Maico Gerritsen

Personal information
- Date of birth: 21 March 1986 (age 40)
- Place of birth: Venlo, Netherlands
- Height: 1.81 m (5 ft 11 in)
- Positions: Attacking midfielder; striker;

Team information
- Current team: Wezel Sport

Youth career
- VVV

Senior career*
- Years: Team / Apps / (Gls)
- 2005–2008: VVV / 19 / (0)
- 2008: → Verbroedering Geel (loan) / 14 / (1)
- 2008: Bocholt / 7 / (0)
- 2009: Esperanza Neerpelt
- 2009–2010: KSK Hasselt / 22 / (1)
- 2010–2012: Excelsior Veldwezelt / 38 / (12)
- 2012–2014: Oosterzonen / 47 / (15)
- 2014–2015: Houtvenne / 29 / (21)
- 2015–2016: Esperanza Pelt / 26 / (3)
- 2016–2023: Lille United / 28 / (8)
- 2023–2025: Esperanza Pelt / 49 / (29)
- 2025–2026: Sint-Lenaarts / 30 / (15)
- 2026–: Wezel Sport

= Maico Gerritsen =

Dutch footballer (born 1986)

Maico Gerritsen (born 21 March 1986) is a Dutch footballer who plays as a striker for Wezel Sport.

==Career==
A product of VVV's youth system, Gerritsen spent three seasons playing for VVV's senior side, making a total of 19 Eerste Divisie appearances. During the 2007–08 season, he didn't feature for VVV, and was sent on loan to Belgian Second Division side Verbroedering Geel, then in last place in the division.
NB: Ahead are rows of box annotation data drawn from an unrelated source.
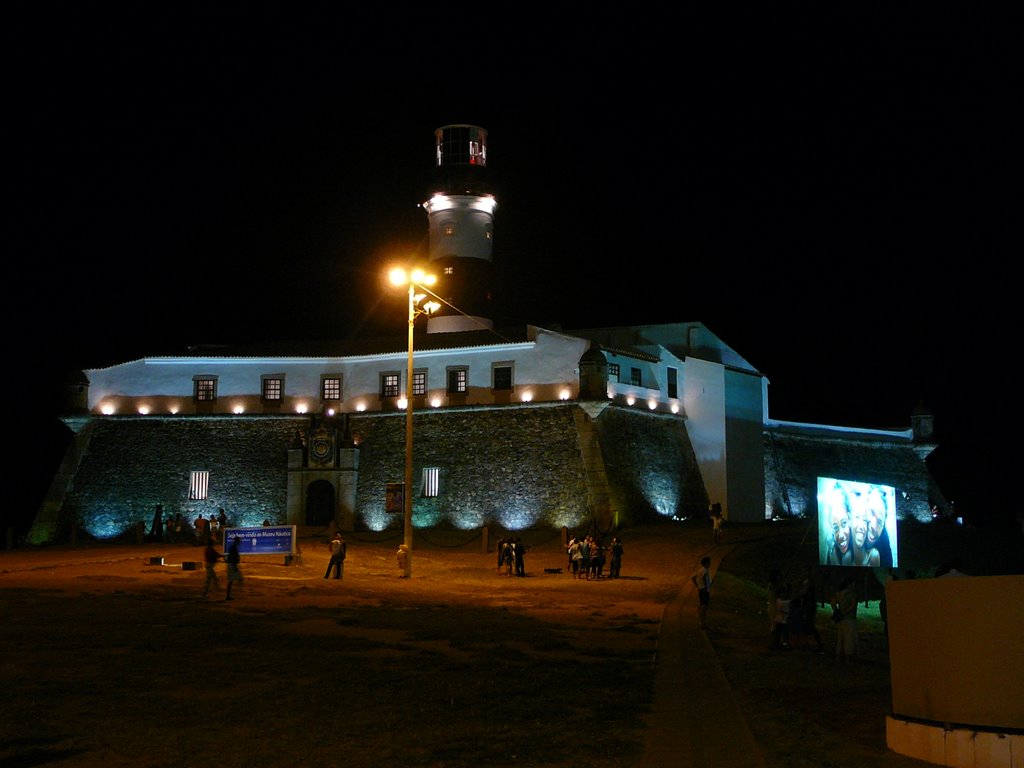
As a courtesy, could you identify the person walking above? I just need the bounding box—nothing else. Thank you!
[203,539,220,597]
[690,555,715,630]
[608,536,623,579]
[224,537,242,600]
[324,534,345,579]
[150,504,164,542]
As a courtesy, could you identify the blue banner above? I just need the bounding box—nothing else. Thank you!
[224,525,296,555]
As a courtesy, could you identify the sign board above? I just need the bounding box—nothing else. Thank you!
[224,525,296,555]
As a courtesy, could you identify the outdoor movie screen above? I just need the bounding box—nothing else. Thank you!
[818,477,899,567]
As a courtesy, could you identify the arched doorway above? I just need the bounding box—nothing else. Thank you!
[306,480,337,525]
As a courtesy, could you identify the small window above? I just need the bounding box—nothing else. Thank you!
[449,368,469,394]
[193,377,217,402]
[423,467,441,497]
[413,371,427,396]
[262,376,285,401]
[188,470,210,501]
[381,374,399,397]
[321,376,341,400]
[494,366,512,391]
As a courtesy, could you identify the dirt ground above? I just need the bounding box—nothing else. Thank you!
[0,524,966,768]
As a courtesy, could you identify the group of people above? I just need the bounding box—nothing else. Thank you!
[565,534,623,581]
[825,482,893,567]
[768,566,824,653]
[498,537,527,577]
[150,504,227,546]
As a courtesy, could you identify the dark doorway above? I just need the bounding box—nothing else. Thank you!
[306,480,335,525]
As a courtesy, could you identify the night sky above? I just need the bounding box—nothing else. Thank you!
[5,2,1020,536]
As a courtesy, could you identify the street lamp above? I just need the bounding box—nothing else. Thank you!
[388,267,440,579]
VVV released Gerritsen after the six-month loan at Geel. He joined Belgian Third Division side Bocholter VV for one season where he rarely featured, and signed with Belgian Fourth Division side Esperanza Neerpelt in January 2009. He later played for Hasselt, Lille United and Sint Leenaarts. He joined Wezel Sport in summer 2026.